Spesso capita, nella vita, di avere belle idee. Capita anche di trovare il modo di concretizzarle,
dando loro gli strumenti utili all'applicazione.
E allora perché molte belle idee falliscono?
L'autonomia data alle Università, per esempio.
E qui è il caso, per qualche amico che può fraintendermi, di precisare un assunto di base: io non
faccio discorsi "politici" perché penso ancora (come lo pensavo trent'anni fa, quando ho cominciato, e come penserò sempre)
che uno che fa il mio mestiere, a costo di restare solo, di essere giudicato scomodo, di rischiare la censura
di chi apprezza ancora certe veline (che con le veline di Striscia non c'entrano niente), non deve schierarsi da nessuna
parte (e poi con l'aria che tira oggi, dall'una e dall'altra parte, anche se mi sentissi libera di farlo, sarebbe veramente
idiota, da parte mia, schierarmi).
Perciò quando parlo di autonomia, quando dico che l'autonomia data alle Università, è una di quelle belle idee di cui
ho accennato all'inizio, non vuol dire che io sono "forzista" perché quell'idea è firmata Moratti:
se fosse stata siglata Fini o Bertinotti, altrettanto convinta della sua validità, io
avrei detto esattamente le stesse cose. Perché, al di sopra di tutto, sono i fatti che contano nella storia.
E chi parla di fatti, chi tenta di analizzarli, anche a rischio di prendere pubbliche cantonate,
anche a rischio di essere strumentalizzata da chi al primo posto nella sua scala di valori ha messo invece
gli inciuci partitico-sindacali, non può, e non deve, essere fraintesa.
Chiusa parentesi.
Parlavo di autonomia universitaria. E' una bella idea, su questo non ci sono dubbi.
Ma molte belle idee in ambito accademico al momento di essere applicate devono fare i conti
con numeri e percentuali, almeno in certi Atenei, dove un buon sessanta per cento dei risultati fallimentari
è addebitabile a incapacità e il rimanente 40 per cento alla malafede, o viceversa, a seconda dei casi.
L'incapacità è quella "sincera", motivata, cioè, da reale impreparazione, incondivisibile, ingiustificabile, inammissibile,
ma almeno onesta.
La malafede comincia la dove finisce l'incapacità.

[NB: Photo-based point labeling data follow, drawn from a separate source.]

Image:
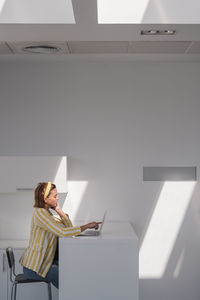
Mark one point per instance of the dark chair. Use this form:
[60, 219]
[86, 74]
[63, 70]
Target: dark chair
[20, 278]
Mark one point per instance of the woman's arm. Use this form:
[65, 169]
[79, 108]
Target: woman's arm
[83, 227]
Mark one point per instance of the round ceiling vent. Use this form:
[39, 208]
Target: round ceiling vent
[43, 49]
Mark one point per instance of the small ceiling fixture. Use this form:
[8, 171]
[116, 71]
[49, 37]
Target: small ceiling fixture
[43, 49]
[157, 32]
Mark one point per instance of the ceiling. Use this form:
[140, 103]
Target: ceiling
[89, 36]
[102, 47]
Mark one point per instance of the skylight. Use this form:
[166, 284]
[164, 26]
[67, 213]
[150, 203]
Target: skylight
[148, 11]
[37, 12]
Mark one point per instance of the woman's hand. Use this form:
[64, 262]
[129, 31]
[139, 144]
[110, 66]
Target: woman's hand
[90, 226]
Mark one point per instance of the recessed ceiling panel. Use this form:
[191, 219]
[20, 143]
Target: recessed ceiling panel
[36, 12]
[98, 47]
[4, 49]
[158, 47]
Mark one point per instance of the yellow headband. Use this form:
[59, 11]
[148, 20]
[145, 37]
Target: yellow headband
[47, 189]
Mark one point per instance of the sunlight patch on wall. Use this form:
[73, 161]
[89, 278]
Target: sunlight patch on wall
[2, 3]
[163, 228]
[61, 176]
[121, 11]
[179, 264]
[73, 200]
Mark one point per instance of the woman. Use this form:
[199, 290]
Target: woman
[39, 259]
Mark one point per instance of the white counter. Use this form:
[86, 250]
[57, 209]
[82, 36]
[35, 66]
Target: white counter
[104, 267]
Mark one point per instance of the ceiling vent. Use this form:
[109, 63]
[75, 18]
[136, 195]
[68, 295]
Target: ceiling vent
[42, 49]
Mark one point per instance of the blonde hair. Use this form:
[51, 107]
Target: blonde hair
[40, 192]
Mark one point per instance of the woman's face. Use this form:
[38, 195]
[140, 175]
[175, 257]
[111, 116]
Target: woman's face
[52, 199]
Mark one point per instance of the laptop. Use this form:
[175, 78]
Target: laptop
[93, 232]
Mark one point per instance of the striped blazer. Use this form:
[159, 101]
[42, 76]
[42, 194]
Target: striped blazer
[45, 230]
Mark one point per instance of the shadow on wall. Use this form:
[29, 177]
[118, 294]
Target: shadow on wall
[167, 266]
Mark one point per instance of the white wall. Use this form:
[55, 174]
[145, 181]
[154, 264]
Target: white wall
[111, 118]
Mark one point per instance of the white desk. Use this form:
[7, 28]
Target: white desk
[100, 268]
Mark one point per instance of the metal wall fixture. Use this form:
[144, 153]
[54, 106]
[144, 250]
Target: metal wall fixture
[157, 32]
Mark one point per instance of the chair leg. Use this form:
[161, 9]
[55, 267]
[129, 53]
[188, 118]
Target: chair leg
[11, 297]
[49, 291]
[15, 291]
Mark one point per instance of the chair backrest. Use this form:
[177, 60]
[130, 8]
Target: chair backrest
[10, 257]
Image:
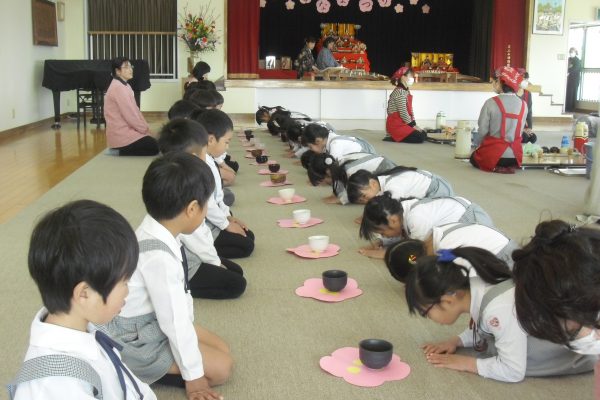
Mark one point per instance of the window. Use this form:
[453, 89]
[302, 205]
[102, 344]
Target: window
[137, 29]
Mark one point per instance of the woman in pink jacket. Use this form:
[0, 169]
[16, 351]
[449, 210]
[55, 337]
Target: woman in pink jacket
[126, 128]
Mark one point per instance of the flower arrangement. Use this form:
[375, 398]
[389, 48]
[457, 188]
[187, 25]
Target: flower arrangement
[199, 31]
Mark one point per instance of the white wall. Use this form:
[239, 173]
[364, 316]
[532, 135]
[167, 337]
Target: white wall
[22, 62]
[547, 54]
[23, 99]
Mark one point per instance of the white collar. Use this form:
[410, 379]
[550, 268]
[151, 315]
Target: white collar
[63, 340]
[153, 228]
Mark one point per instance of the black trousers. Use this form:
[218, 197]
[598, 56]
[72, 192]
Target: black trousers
[503, 162]
[232, 245]
[216, 282]
[146, 146]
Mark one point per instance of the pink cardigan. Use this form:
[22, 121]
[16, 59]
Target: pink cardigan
[125, 123]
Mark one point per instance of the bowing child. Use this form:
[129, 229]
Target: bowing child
[210, 276]
[474, 282]
[395, 219]
[400, 258]
[501, 121]
[232, 237]
[320, 139]
[401, 182]
[156, 326]
[324, 169]
[81, 257]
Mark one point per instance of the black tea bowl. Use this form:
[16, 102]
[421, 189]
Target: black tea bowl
[274, 167]
[335, 280]
[375, 353]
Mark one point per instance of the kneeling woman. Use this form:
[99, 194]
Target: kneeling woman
[501, 122]
[126, 128]
[473, 281]
[400, 124]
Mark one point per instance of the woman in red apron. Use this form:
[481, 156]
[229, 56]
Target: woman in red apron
[400, 124]
[501, 122]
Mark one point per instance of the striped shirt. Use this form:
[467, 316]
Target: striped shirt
[398, 102]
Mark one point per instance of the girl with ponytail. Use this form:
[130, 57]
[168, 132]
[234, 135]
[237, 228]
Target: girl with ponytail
[474, 282]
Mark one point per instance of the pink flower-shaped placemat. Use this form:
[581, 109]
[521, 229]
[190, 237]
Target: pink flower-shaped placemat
[345, 363]
[271, 184]
[290, 223]
[305, 251]
[314, 288]
[265, 171]
[263, 164]
[280, 201]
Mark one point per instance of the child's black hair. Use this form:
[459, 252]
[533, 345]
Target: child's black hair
[203, 99]
[117, 63]
[82, 241]
[219, 99]
[182, 109]
[376, 213]
[200, 69]
[401, 258]
[361, 178]
[306, 158]
[173, 181]
[216, 122]
[433, 278]
[314, 131]
[557, 275]
[180, 134]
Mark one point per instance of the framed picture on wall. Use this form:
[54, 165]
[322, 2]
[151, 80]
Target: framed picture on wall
[43, 13]
[548, 17]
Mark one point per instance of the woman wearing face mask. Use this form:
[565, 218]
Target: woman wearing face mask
[573, 78]
[400, 124]
[501, 121]
[557, 287]
[527, 136]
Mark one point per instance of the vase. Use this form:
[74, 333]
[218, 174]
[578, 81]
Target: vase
[192, 59]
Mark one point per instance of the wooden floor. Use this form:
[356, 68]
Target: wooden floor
[35, 159]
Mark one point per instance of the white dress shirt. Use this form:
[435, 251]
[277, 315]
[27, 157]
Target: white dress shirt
[48, 339]
[419, 221]
[157, 285]
[474, 235]
[500, 320]
[406, 184]
[218, 211]
[340, 148]
[202, 243]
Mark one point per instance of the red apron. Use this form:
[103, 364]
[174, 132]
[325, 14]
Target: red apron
[395, 125]
[491, 149]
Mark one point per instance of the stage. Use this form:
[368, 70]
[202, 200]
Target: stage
[367, 100]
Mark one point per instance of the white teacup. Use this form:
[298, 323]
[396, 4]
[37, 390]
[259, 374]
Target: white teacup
[287, 194]
[301, 216]
[318, 243]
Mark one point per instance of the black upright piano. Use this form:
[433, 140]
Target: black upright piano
[93, 75]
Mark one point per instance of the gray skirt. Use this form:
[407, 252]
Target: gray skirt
[439, 187]
[474, 214]
[146, 348]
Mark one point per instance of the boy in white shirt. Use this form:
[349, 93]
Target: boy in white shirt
[211, 277]
[232, 237]
[81, 256]
[156, 326]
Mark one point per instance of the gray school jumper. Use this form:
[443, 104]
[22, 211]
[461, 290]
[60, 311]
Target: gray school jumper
[146, 349]
[57, 365]
[543, 358]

Forse nell'esempio in questione il fallimento (ma nel caso dell'autonomia universitaria non può parlarsi
esattamente di fallimento, meglio dire la difficoltà di decollo e di assestamento) è poco addebitabile
alla malafede: il mancato appoggio almeno è stato trasparente, e anzi nelle sue forme di contestazione più estrema
ben visibile e persino a rischio di essere strumentalizzato. Più verisimilmente si è trattato e si tratta di
incapacità (l'ho già scritto, d'altra parte).
Ma il discorso in linea di principio non cambia.
Certi Atenei sono destinati al fallimento (loro, stavolta) se non azzerano queste percentuali.
All'incapacità e alla malafede si può mettere riparo, ma occorrono interventi radicali.
Altrimenti si chiude. Non esistono altre strade.
E d'altra parte è meglio un Ateneo chiuso per fallimento che un Ateneo
chiuso per decesso (morale) di tutti i responsabili.
Chi ha orecchie per intendere, intenda.
E per piacere, in questo caso, non fiori, ma opere di bene. Almeno per vedere come sono fatte.